I have a bit of problem figuring out the proper way to set dataset and model for DEXeq analysis. We have run gene-wise analysis of RNA-seq with DESeq2 but we also have exon-data that we're trying to analyse with DEXeq.
1) Is it enough for the analysis if I have:
i) Sample data with covariates and additional exon column with "this" and "other"

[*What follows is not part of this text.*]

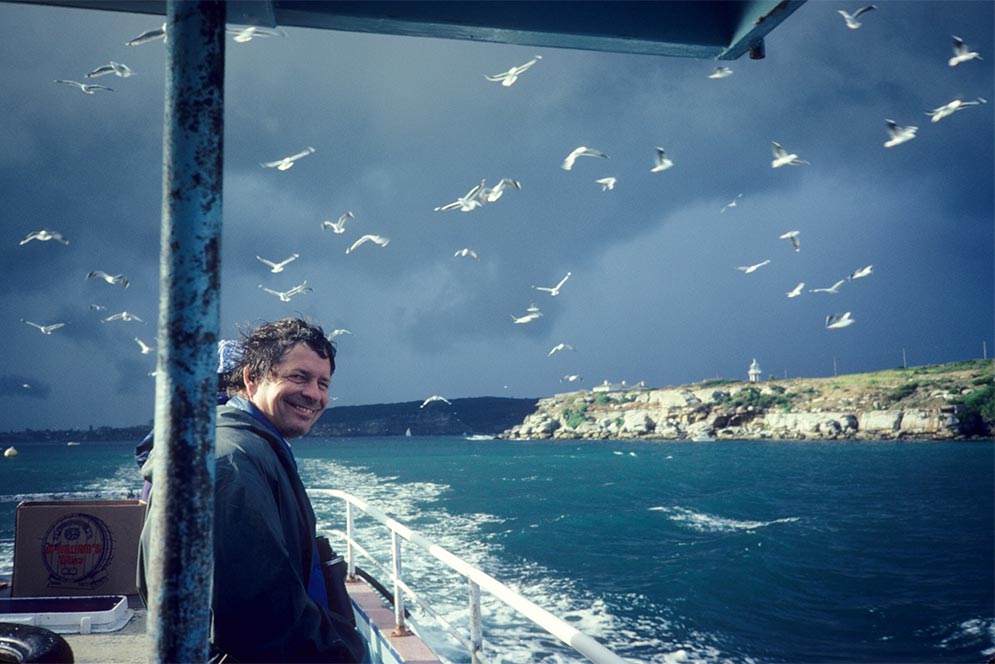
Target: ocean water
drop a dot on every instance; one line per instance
(756, 552)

ii) Countdata with columns for samples that have counts per exon and the sum columns for sums for other exons of the gene per sample. Rows are named ENSG3923903:E001 etc. I created the count matrix manually by calculating the sum columns and then downloading the annotation from ensemble so I could combine it with my data and construct the rownames manually.
2) Couple of questions also regarding the model. In deseq2 we created model.matrices for full and reduced model.
i) is it possible to use model.matrices with DEXeq?
ii) We used formulas :
full = CASE_CONTROL + PRE_MID_POST + CASE_CONTROL:subject.nested + CASE_CONTROL:PRE_MID_POST
reduced = CASE_CONTROL + PRE_MID_POST+ CASE_CONTROL:subject.nested
How can we apply the "exon" variable for the models and run the analysis on DEXeq? We're trying to test whether there DE can be detected between two condition across three time points so that we're accounting for the subject variability.
Help would be really appreciated. (Especially from Alejandro Reyes, Simon Anders, Wolfgang Huber.)